Russia claims to have completed withdrawal from Kherson city

Russia announced on Friday that its forces had completed the withdrawal from the strategic Ukrainian city of Kherson, after Ukraine said it had reclaimed dozens of landmine-ridden settlements abandoned by the Russians.

The Russian Defense Ministry said it had finished withdrawing troops from the west bank of the Dnipro River, Russian state news agency TASS reported, just two days after Moscow announced the withdrawal.

There was no immediate comment from Ukraine, but the announcement appears to contradict Ukrainian reports that thousands of Russian soldiers were still on the west side of the river.

Ukrainian Defense Minister Oleksii Reznikov told Reuters on Thursday that it would take at least a week for Russia to withdraw from Kherson. He estimated Russia still had 40,000 troops in the region, and said intelligence showed its forces remained in and around the city.

President Volodymyr Zelensky said in an evening speech that Ukrainian forces liberated 41 settlements as they pushed through the south, indicating one of the most rapid and dramatic changes in control in nearly nine months of war.

Reuters was unable to verify the extent of the Ukrainian advance or the status of Russia’s withdrawal.

Yaroslav Yanushevych, the Ukrainian governor of Kherson, posted a video on Telegram of soldiers from the 59th motorized brigade walking through the liberated village of Blahodatne, which is about 20 km outside Kherson, waving Ukrainian flags.

In the village of Posad Pokrovskiy, reached by Reuters about 12 km down the road, destroyed buildings and a wrecked truck stopped on the road to Kherson marked the old front line. A Ukrainian flag fluttered above a bus stop scarred by bullet holes.

Houses and buildings on both sides of the road were destroyed by artillery fire and broken branches hanging from tree trunks along the road. Ukrainian soldiers occupied checkpoints waving at passing Ukrainian military vehicles.

bridge collapse

If there are still Russian troops on the west bank of the Dnipro, Moscow must figure out how to transport them safely across a wide river under fire from the advancing Ukrainians.

The already damaged Antonivsky Bridge, the only road linking Kherson to the Russian-controlled east bank of the Dnipro River, collapsed, according to Ukrainian public broadcaster, citing local residents. This could make it difficult for Russian troops to escape and at the same time prevent Ukrainian troops from following them.

It is the third major Russian withdrawal from the war and the first to involve the abandonment of such a large occupied city. Moscow forces were expelled in March from the outskirts of the capital Kiev and expelled from the northeastern region of Kharkiv in September.

Kherson province is one of four that Russian President Vladimir Putin said he annexed from Ukraine in late September. The loss of the regional capital appears to end dreams expressed by some Russians of seizing the entire Ukrainian Black Sea coast, although Kremlin spokesman Dmitry Peskov said the region’s annexation status remained unchanged.

Ukrainian military analyst Yuri Butusov said the town of Kherson is within range of Ukrainian artillery and the closest Ukrainian reconnaissance patrols are less than 18 km from the town.

“Ukrainian forces are trying to invade Kherson on the shoulders of the retreating enemy,” he said. “In the area of ​​the river crossings, where Russian troops are concentrated, shootings are taking place.”

land mines

Explosives experts were entering areas reclaimed from Russian forces to rid them of thousands of unexploded landmines they left behind, Butusov said.

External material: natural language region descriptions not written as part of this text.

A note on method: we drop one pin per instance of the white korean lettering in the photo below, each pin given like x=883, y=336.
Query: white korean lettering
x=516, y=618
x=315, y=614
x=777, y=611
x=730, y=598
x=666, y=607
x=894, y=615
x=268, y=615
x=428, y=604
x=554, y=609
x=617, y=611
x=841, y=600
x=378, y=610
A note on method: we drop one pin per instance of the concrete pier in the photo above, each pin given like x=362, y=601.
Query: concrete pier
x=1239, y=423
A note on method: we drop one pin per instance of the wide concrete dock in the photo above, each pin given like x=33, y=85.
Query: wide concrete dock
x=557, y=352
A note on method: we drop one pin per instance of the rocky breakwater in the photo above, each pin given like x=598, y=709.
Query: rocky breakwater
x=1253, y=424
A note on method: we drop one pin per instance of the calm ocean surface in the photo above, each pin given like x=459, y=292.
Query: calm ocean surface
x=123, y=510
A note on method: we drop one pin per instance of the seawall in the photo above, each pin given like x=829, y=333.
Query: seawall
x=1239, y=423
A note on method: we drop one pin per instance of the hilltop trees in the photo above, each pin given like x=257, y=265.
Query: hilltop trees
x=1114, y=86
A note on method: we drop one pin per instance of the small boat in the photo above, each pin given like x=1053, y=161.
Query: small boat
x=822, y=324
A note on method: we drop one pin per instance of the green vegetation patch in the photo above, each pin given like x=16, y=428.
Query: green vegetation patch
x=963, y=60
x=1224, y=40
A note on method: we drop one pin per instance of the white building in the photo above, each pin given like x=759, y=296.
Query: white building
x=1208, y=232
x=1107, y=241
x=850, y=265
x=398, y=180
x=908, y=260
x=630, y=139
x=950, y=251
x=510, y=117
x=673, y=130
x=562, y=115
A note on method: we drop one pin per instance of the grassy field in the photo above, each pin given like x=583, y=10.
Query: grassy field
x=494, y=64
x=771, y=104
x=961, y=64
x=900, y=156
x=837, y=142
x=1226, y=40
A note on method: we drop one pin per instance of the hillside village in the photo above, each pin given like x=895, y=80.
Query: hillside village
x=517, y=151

In his speech, Zelensky said 170,000 square kilometers still need to be cleared, including places where there was still fighting and “where the enemy will add landmines before their withdrawal, as is the case now with Kherson.”

The Ukraine-appointed governor of the region, Yaroslav Yanushevych, said on Telegram that Russian troops had “taken away public equipment, damaged power lines and wanted to leave a trap behind them”.

Mykhailo Podolyak, an adviser to Zelensky, said on Thursday that Russia wanted to turn Kherson into a “city of death”, mining everything from apartments to sewers and planning to bomb the city across the river.

Russia denies deliberately targeting civilians, though its forces have pulverized Ukrainian cities in a conflict that has killed thousands and displaced millions.

The Russians fired missiles overnight at Mykolaiv, the closest Ukrainian town to Kherson, hitting a residential area and killing six people, Ukrainian officials said.

Rescue workers were scouring the rubble of an apartment block for survivors on Friday after the Russian attack, Mayor Oleksandr Senkevych said. A Reuters reporter in the city heard three impacts, the first at around 3 am local time.

The dead include a couple whose 16-year-old daughter survived because she was sleeping in another room in their apartment, Kyrylo Tymoshenko, deputy chief of staff to the Ukrainian president, told Telegram.

Ukraine’s defense minister told Reuters he did not know when the war would end, but it was clear to him how it would end.

“It will be a victory for Ukraine. It will be when we are in a position to vacate or liberate all Ukrainian territories temporarily occupied up to the 1991 borders, including Crimea, Luhansk and Donetsk,” Reznikov said.